The Manchester Art Gallery has decided to take down the painting "Hylas and the Nymphs," painted in 1869 by British artist John William Waterhouse in the 19th century. The painting showing seductive naked naiads, to launch a debate on sexism. The museum invited visitors to write their opinion on women's representation in the Victorian era, either as a decorative passive form or as femme fatale to make works of art speak in a more contemporary and relevant way.

Instead, visitors mostly expressed their displeasure by accusing the museum of censoring the painting under the pretext of placing it in a new context. This Pre-Raphaelite painting was exhibited in a room titled "Search for Beauty", bringing together works representing many naked women. Still, for Clare Gannaway, the curator behind this questionable initiative taken under the influence of the female movement #MeToo, this title was problematic since it only concerned male artists interested in women's bodies. At the same time, she forgets that in the middle of the 19th century, it was still more than frowned upon for a woman to attend a painting academy.

The scandal born from the Harvey Weinstein affair - Hollywood sexual predator - opened the floodgates of an endless stream of actions against sexism to now generate grand-grotesque situations. In New York, we saw feminist organizations campaigned to force the Met to remove from its picture rails "Thérèse Rêvant", a painting by Balthus showing a pubescent girl considered an invitation to pedophilia.

Certainly, indeed, Waterhouse's painting of topless nymphs tempting Hylas to lead him to his death largely conveys the fantasies of a Victorian society confronted with a number of prohibitions often circumvented in various ways by men trapped by the application of their own puritanical morality and this, on the backs of women, forced by them to make it respect but rectify history, however, is something impossible to do except to recognize that each era has brought with it inequalities that are unacceptable today. Without going back to prehistoric times for lack of the existence of proven testimonies, we can only note that the Egyptians, Greeks, Romans, Barbarians and other peoples who succeeded each other until beyond the middle of the twentieth century have all been guilty of unspeakable crimes and injustices. However, demanding that their descendants pay for or repent of these faults does not seem really tolerable except that we often forget that this kind of punishment was first inflicted on the Jews when the Church had decreed at the beginning of the 4th century that they were collectively responsible for the death of Christ, in the Jewish passage itself, to sow the seeds of an anti-Semitism which had become ineradicable to the point of leading to their extermination decided by this monster that was Adolf Hitler with the consent of a German people who had become robotic. Therefore, we cannot erase the twelve terrible years of the bloodthirsty 3rd Reich while recognizing that Germany has managed to overcome a deep trauma to become today an exemplary democracy.
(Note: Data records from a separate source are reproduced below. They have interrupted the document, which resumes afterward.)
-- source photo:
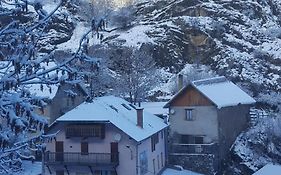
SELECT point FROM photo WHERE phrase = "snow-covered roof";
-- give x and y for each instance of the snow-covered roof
(46, 91)
(156, 108)
(269, 169)
(220, 91)
(170, 171)
(117, 111)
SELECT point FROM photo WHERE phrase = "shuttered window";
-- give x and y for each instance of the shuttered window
(84, 148)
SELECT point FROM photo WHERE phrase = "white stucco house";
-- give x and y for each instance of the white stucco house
(107, 136)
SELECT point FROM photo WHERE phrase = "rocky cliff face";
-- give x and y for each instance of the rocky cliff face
(238, 39)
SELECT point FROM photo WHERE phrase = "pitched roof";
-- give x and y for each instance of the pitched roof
(155, 108)
(117, 111)
(269, 169)
(220, 91)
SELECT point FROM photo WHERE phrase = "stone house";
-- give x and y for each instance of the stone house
(107, 136)
(59, 98)
(205, 117)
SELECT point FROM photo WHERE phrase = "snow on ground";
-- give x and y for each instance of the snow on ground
(136, 36)
(74, 41)
(269, 169)
(169, 171)
(30, 168)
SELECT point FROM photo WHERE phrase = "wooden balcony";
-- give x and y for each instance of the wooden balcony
(196, 149)
(75, 158)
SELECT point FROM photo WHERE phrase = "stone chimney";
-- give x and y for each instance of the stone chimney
(139, 117)
(180, 82)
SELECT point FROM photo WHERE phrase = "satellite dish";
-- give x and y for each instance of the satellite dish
(117, 137)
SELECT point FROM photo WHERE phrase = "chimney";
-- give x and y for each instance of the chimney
(180, 82)
(139, 117)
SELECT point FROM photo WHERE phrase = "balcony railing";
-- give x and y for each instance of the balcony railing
(93, 159)
(181, 148)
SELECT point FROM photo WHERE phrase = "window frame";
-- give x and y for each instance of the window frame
(84, 148)
(189, 114)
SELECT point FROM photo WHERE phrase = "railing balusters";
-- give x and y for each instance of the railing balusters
(90, 158)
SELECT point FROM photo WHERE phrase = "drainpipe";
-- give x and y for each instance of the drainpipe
(137, 158)
(180, 82)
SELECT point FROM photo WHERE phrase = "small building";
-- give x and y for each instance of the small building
(205, 118)
(107, 136)
(59, 98)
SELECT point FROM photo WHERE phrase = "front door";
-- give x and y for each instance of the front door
(114, 151)
(59, 151)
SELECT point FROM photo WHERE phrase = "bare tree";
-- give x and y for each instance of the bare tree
(137, 74)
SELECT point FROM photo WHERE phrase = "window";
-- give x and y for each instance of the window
(189, 114)
(162, 163)
(94, 130)
(59, 172)
(198, 139)
(67, 102)
(143, 163)
(154, 141)
(191, 139)
(84, 148)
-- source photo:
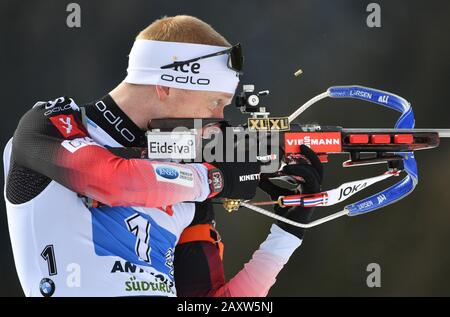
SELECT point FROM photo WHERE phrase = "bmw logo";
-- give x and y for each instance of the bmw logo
(47, 287)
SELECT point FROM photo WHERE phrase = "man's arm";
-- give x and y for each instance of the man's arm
(57, 145)
(199, 268)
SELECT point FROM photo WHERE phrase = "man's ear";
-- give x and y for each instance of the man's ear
(162, 92)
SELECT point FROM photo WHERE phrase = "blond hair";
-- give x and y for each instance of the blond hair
(182, 28)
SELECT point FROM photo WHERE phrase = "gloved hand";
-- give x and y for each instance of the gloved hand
(310, 170)
(237, 180)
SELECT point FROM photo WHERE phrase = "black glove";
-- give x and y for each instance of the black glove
(237, 180)
(310, 170)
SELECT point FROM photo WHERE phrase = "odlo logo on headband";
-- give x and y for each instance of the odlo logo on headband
(187, 68)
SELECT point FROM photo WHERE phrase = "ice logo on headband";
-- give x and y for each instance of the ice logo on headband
(186, 68)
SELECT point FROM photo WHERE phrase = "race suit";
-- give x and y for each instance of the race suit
(58, 155)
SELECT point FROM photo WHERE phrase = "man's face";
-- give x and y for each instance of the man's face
(198, 104)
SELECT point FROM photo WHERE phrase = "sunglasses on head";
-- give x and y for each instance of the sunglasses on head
(235, 59)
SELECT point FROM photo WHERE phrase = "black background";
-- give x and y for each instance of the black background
(41, 59)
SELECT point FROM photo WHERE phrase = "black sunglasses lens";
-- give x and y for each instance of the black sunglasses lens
(235, 59)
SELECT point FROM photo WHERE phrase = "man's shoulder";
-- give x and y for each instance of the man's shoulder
(49, 111)
(56, 106)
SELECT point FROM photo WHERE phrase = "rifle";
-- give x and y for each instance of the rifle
(393, 147)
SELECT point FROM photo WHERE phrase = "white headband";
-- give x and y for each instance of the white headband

All this to say that history cannot suffer from any form of revisionism.

Therefore, it is inconceivable to remove from a museum a painting over a century old on the pretext that it would represent a woman in a dominated position. Showing a man of color reduced to slavery in his time or another scene, which would be judged to insult the decorum criteria that is now being tried to impose on us. On this account, many museums would be forced to store hundreds of works, starting with the Louvre including the "Mona Lisa" of Leonardo da Vinci would risk ending up being interpreted as the symbol of the submissive woman, forced to wear a smile of contentment masking the pain of a battered wife or simply because she would have suffered the appalling torture of having to pose for hours without blinking, enough to rank the artist among the worst torturers in history.